Minutes later: “I have to give you roughly equal time. Please let the vice president talk.”
And when Wallace noted that Trump hasn’t come up with his health care plan in nearly four years, Trump turned the question back on Wallace.
“First of all, I’m debating you and not him. That’s okay. I’m not surprised.”
Wallace said he wanted to be “invisible.”
Well, that was impossible.
DEBATES DON'T MATTER? THINK AGAIN
There was plenty of talk heading into Tuesday that debates don't matter. Indeed, this has been a remarkably stable race through months of seismic headlines: Biden has maintained a lead, with Trump holding his enthusiastic base to remain within striking distance.
But presidential elections often turn on the margins, and Tuesday marked many firsts for some voters who could prove decisive in battleground states.
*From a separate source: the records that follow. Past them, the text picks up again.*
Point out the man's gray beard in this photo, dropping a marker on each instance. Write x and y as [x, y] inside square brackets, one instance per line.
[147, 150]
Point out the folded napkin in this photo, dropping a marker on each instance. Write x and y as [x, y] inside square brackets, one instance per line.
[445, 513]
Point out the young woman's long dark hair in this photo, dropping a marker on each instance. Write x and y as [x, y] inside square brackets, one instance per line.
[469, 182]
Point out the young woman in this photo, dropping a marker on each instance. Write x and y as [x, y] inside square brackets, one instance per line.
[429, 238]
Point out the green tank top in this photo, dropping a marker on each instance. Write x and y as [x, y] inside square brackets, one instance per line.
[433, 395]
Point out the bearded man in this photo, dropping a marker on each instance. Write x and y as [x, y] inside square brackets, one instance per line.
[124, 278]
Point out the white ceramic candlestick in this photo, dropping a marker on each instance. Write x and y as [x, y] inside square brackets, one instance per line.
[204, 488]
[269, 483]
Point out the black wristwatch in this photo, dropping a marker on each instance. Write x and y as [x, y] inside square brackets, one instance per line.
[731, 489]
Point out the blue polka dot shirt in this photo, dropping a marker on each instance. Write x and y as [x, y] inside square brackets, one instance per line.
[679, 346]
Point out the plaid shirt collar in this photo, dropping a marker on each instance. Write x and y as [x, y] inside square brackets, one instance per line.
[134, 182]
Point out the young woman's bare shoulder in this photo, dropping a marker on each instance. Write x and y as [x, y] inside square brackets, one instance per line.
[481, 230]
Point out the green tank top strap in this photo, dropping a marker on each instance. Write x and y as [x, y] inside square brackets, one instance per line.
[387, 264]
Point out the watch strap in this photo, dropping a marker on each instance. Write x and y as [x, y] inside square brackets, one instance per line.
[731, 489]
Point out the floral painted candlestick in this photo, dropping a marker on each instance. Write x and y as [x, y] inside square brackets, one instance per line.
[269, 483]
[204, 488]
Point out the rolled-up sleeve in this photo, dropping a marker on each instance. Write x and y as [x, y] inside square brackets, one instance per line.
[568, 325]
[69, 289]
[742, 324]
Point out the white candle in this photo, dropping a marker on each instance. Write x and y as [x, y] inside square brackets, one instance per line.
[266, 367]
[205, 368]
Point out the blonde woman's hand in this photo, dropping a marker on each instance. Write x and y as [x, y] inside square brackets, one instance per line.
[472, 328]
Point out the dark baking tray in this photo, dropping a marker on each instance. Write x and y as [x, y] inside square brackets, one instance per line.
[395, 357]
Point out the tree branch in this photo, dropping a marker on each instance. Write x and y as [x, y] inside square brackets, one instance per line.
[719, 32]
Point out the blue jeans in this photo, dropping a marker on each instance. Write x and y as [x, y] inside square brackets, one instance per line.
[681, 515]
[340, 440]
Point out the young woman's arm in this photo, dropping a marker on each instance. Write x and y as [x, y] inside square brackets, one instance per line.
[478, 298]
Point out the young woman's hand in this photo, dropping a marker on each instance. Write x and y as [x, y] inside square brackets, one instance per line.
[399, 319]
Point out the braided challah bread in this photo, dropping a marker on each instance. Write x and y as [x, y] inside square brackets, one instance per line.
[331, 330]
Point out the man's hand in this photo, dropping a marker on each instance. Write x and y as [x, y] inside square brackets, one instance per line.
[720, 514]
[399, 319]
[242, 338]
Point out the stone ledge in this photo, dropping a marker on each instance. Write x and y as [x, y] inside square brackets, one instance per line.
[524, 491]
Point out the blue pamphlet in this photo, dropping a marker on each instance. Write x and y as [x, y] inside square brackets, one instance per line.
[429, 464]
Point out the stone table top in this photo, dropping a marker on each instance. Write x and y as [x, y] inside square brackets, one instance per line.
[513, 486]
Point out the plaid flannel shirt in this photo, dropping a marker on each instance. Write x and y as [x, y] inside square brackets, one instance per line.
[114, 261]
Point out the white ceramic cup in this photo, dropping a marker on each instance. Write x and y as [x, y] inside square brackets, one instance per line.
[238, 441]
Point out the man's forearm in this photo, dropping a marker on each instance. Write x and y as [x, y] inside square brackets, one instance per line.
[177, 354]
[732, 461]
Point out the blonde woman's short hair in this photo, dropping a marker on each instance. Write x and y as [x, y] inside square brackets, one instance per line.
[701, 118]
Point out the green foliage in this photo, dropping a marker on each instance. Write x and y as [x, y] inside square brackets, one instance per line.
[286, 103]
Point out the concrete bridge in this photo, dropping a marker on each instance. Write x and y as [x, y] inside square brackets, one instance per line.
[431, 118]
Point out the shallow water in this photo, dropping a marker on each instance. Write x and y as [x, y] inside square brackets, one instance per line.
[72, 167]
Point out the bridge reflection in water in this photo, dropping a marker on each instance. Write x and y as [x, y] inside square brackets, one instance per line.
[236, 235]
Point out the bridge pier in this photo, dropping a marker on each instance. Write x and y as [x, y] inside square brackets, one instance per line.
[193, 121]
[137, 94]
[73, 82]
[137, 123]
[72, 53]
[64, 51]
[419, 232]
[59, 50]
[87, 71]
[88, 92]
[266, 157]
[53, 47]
It was the first time Biden has had Trump go after his son Hunter Biden to his face, the first time Biden's had to respond to Trump casting him as a do-nothing career politician, the first time the two men could mix it up over the 2010 health care law.
Likewise, it was the first time Trump had to respond to Biden casting his presidency as a divisive failure on everything from the pandemic to race relations. Biden also used the opportunity to push back at some of Trump's caricatures that he's a puppet of the left-wing. Instead, Biden pitched himself as the centre-left politician he's been for most of his career.
Maybe the back-and-forth won't sway as many voters as in 1980 when challenger Ronald Reagan used the debate stage to turn a seemingly competitive race with President Jimmy Carter into a blowout.
But it also could be 1960 redux. That year, Sen. John Kennedy excelled in the new television debate format, and he went on to win the decisive states, Illinois and Texas, by fewer than 60,000 votes combined. And of course, it's worth remembering 2016, when Trump lost the national popular vote but carried Pennsylvania, Michigan and Wisconsin by fewer than 100,000 votes combined to win the Electoral College anyway.
Debates don't have to move millions to matter.